Working with DataFrames Flashcards
How do you apply a function to a specific column in a DataFrame?
Use df[‘column’].apply(func).
df[‘A_squared’] = df[‘A’].apply(lambda x: x**2)
print(df)
How do you apply a function across multiple columns?
Use .apply() with axis=1.
df[‘Sum’] = df.apply(lambda row: row[‘A’] + row[‘B’], axis=1)
print(df)
How do you use .map() to transform a column using a dictionary?

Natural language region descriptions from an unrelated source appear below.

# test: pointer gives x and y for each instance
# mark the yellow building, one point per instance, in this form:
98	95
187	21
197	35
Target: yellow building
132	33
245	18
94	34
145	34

Use df[‘column’].map(mapping_dict).
mapping = {1: ‘One’, 2: ‘Two’}
df[‘Mapped_A’] = df[‘A’].map(mapping)
print(df)
How do you replace values in a column using .replace()?
Use df[‘column’].replace({old_value: new_value}).
df[‘A’] = df[‘A’].replace({1: 100, 2: 200})
print(df)
How do you use .transform() to apply a function to a column while maintaining its shape?
Use df[‘column’].transform(func).
df[‘Normalized_A’] = df[‘A’].transform(lambda x: (x - x.mean()) / x.std())
print(df)
How do you calculate row-wise means for selected columns?
Use .mean(axis=1).
df[‘Row_Mean’] = df[[‘A’, ‘B’]].mean(axis=1)
print(df)
How do you filter rows based on conditions across multiple columns?
Use boolean indexing with conditions.
filtered_df = df[(df[‘A’] > 1) & (df[‘B’] < 5)]
print(filtered_df)
How do you compute the rank of values in a column?
Use df[‘column’].rank().
df[‘Rank’] = df[‘A’].rank(ascending=False)
print(df)
How do you rename index labels in a DataFrame?
Use df.rename(index={old_label: new_label}).
df.rename(index={0: ‘Row_0’, 1: ‘Row_1’}, inplace=True)
print(df)
How do you reset the index of a DataFrame?
Use df.reset_index().
df.reset_index(drop=True, inplace=True)
print(df)
How do you set a column as the index of a DataFrame?
Use df.set_index(‘column_name’).
df.set_index(‘A’, inplace=True)
print(df)
How do you filter rows where a column’s value is in a list?
Use .isin().
filtered_df = df[df[‘A’].isin([1, 2])]
print(filtered_df)
How do you drop rows based on a condition?
Use df[~condition] or df.drop().
df = df[~(df[‘A’] > 2)]
print(df)
How do you find the maximum value in a column and its corresponding row?
Use df[‘column’].max() and .idxmax().
max_val = df[‘A’].max()
max_row = df.loc[df[‘A’].idxmax()]
print(max_val, max_row)
How do you append a new row to a DataFrame?
Use df.append(row, ignore_index=True).
new_row = {‘A’: 10, ‘B’: 20}
df = df.append(new_row, ignore_index=True)
print(df)